Jules Kruijswijk (first author), Maurits Kaptein and Florian Böing-Messing and I have recently been working on a paper on the application of partial pooling (or shrinkage) models in (contextual) multi-armed bandit problems:
The (contextual) multi-armed bandit problem (cMAB) provides a formalization for sequential experiments which has many applications. The context in the cMAB problem is expected to provide extra information that potentially influences the distribution of the rewards. In some applications of cMAB problems we find that there are hierarchical structures in the data that influence the reward distributions; in such cases we effectively end up with a dependence between observations originating from the same context. Current research in the cMAB literature either ignores this structure, or models observations at the lowest level of analysis, effectively ignoring the hierarchy. In this paper we introduce means of exploiting hierarchical structures via so- called partial pooling (or shrinkage) models, and we adapt a number of popular cMAB policies to incorporate these strategies. Through simulation we show that we can improve the performance of a number of popular policies by including partial pooling when hierarchical structures are indeed present, and we validate this result in an empirical study. Furthermore, we discuss how we can further improve the proposed adaptations.

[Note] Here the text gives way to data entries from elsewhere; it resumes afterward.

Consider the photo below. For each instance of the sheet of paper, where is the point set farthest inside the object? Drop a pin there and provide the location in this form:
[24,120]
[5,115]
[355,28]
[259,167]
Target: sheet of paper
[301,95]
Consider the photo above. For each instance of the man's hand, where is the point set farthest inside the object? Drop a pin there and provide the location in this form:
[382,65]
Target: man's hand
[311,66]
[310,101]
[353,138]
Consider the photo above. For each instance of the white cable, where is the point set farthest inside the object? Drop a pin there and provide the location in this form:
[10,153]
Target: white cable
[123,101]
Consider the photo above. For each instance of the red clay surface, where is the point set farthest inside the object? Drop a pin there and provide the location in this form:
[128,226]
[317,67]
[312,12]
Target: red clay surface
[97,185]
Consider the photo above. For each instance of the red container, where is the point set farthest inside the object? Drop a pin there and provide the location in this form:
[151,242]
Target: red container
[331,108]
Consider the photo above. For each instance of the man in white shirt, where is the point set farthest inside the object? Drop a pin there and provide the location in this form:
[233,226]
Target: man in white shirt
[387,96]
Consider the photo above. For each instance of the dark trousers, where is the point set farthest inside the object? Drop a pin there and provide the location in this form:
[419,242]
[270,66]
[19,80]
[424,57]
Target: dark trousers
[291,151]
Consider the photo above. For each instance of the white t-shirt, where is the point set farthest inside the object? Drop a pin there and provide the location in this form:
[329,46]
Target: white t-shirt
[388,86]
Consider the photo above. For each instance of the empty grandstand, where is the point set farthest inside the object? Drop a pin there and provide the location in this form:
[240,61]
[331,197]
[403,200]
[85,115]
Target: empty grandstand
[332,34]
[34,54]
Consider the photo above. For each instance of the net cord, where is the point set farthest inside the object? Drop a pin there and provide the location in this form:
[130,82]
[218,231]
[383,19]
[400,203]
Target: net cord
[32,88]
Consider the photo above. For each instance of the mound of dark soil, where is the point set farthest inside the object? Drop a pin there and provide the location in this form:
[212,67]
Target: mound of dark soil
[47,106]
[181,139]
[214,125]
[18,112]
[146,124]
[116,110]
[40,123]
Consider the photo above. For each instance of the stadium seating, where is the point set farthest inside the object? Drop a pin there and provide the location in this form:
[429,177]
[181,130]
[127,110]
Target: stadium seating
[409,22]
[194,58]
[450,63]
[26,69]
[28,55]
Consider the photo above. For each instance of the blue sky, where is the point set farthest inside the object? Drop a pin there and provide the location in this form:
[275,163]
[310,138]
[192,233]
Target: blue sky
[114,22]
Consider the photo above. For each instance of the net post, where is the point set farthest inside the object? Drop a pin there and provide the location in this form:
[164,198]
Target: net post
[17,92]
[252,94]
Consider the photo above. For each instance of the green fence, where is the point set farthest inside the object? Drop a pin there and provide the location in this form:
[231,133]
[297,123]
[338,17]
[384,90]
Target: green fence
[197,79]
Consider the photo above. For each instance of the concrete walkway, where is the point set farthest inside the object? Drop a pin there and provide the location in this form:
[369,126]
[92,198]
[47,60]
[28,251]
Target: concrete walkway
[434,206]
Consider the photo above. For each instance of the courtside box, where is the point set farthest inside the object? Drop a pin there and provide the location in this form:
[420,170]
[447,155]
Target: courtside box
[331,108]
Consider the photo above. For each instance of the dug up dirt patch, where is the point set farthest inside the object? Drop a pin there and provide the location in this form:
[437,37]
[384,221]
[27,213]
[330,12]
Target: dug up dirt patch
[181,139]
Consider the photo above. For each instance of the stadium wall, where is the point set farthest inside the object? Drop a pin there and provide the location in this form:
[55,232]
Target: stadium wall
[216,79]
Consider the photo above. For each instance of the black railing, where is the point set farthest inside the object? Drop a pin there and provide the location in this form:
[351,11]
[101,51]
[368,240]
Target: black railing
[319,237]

We were able to implement and run the paper’s simulations in record time though the use of my R package contextual.
It took just five basic steps:
- Implementing BernoulliBandit by subclassing contextual’s Bandit superclass.
- Implementing pooled, partially pooled and unpooled versions of (c)MAB policies by subclassing contextual’s Policy superclass.
- Defining the parameters of all of the simulations we wanted to run in a top-level R script.
- Running the top-level R script on a 256 core EC2 instance with Louis Aslett’s RStudio Server Amazon Machine Image (AMI). As contextual runs parallelized by default, it automatically took advantage of every available core. So our simulations were completed in a fraction of the time it would have taken on my trusty old ThinkPad.
- Plot the results, and save them – making use of contextual‘s flexible and efficient in build Plot class.
All of the code for the simulations can be found in contextual’s demo directory, under paper_dependent_observations.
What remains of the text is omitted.